Już wcześniej, w marcu 2023 r. kilku portugalskich komentatorów podało, że donos przeciwko ks. Pedrasowi miał być częścią rozgrywek politycznych rządzących wówczas Portugalią socjalistów z rosnącą w sondażach konserwatywną partią Chega. Ks. Pedras był opiekunem duchowym i spowiednikiem André Ventury, przywódcy prawicowego ugrupowania Chega, zaś w sześcioosobowej komisji Strechta zasiadały osoby powiązane z lewicowo-liberalną Partią Socjalistyczną ówczesnego premiera António Costy. W listopadzie ub.r. szef rządu podał się do dymisji po objęciu go przez prokuraturę śledztwem w sprawie korupcji.
Sprawa ks. Pedrasa jest kolejnym przykładem fałszywych oskarżeń pod adresem kapłana.
W lutym 2023 r. tzw. niezależna komisja ds. zbadania nadużyć w Kościele kierowana przez psychiatrę Pedro Strechta opublikowała raport na temat przypadków pedofilii z lat 1950-2022. Wśród oskarżonych o wykorzystywanie dzieci byli księża, a także świeccy pracownicy szkół katolickich czy np. instruktorzy skautingu.
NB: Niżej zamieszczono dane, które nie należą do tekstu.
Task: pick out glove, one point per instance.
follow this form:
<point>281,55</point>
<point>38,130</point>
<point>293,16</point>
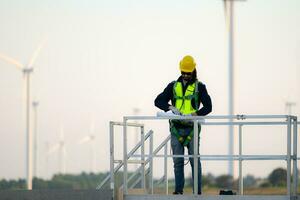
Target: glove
<point>174,110</point>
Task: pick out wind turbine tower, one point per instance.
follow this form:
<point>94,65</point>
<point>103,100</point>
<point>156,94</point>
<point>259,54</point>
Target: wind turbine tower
<point>27,70</point>
<point>91,139</point>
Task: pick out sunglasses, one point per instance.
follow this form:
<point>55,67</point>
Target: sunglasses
<point>186,73</point>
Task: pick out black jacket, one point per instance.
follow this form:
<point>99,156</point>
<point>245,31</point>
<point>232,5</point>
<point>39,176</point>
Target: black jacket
<point>162,100</point>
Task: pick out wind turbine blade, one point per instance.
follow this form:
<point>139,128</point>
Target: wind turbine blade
<point>84,139</point>
<point>35,54</point>
<point>11,61</point>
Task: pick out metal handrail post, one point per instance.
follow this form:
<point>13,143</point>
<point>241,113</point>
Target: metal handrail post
<point>151,164</point>
<point>295,170</point>
<point>288,167</point>
<point>166,168</point>
<point>143,158</point>
<point>241,184</point>
<point>125,155</point>
<point>195,157</point>
<point>111,140</point>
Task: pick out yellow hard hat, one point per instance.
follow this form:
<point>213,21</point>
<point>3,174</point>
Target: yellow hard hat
<point>187,64</point>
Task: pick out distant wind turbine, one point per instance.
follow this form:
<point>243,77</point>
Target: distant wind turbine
<point>27,70</point>
<point>91,139</point>
<point>60,146</point>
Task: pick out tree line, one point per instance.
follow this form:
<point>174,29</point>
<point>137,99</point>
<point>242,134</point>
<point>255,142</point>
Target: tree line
<point>84,180</point>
Raport raził nierzetelnością. Zawierał szczegółowe opisy gwałtów, ale nie było ani jednego rzekomego poszkodowanego, który byłby gotów skonfrontować się z oskarżaną osobą. Komisja Strechta ogłosiła, że ma 512 zeznań, na podstawie których przedstawi listę 100 księży-pedofilów pracujących wciąż instytucjach kościelnych. Grupa twierdziła też, że wie o 4,8 tys. poszkodowanych, bo 512 autorów doniesień miało kontakt z 4,3 tys. innych ofiar. Za agresora, który skrzywdził wiele dzieci uznano np. spowiednika, który pytał nastolatków, czy zachowują wstrzemięźliwość.
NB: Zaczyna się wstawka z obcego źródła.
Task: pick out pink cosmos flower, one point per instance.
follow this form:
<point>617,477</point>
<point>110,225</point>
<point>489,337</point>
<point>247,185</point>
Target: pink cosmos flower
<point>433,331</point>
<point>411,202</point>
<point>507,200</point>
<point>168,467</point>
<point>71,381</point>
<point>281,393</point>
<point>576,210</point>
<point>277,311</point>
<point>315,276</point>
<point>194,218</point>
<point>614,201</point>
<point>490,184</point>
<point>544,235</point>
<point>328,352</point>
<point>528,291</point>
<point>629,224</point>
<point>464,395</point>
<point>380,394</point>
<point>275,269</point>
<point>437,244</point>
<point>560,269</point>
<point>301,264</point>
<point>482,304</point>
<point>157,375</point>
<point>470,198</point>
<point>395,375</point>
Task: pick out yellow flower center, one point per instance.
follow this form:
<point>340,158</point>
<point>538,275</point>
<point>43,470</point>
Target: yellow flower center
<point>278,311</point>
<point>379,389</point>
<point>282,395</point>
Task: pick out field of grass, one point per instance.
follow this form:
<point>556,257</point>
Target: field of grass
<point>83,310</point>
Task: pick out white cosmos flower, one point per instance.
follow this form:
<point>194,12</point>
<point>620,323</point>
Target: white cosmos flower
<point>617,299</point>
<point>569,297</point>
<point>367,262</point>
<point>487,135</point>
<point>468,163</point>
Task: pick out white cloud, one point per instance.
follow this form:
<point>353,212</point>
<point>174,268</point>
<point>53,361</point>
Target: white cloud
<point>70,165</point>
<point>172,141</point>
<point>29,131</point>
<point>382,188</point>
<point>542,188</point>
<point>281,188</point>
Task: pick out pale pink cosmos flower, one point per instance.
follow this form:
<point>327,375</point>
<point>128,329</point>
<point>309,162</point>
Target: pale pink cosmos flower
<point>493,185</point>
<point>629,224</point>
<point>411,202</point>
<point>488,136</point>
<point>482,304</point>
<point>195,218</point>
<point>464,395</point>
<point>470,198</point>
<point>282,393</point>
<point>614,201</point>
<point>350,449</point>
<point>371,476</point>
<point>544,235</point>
W spisie, który miał zawierać 100 nazwisk figurowało zaledwie 14 aktualnie posługujących księży. Pozostali na liście to zmarli kapłani, osoby świeckie, a nawet wciąż żyjący księża, wobec których umorzono już postępowania z braku dowodów. W grudniu 2023 r. Konferencja Episkopatu Portugalii podała, że ośmiu z czternastu kapłanów oskarżonych o domniemane nadużycia seksualne, które w 2023 r. znalazły się na tzw. liście Strechta, powróciła już do posługi w swoich diecezjach, gdyż nie potwierdzono wobec nich zarzutów o nadużycia seksualne.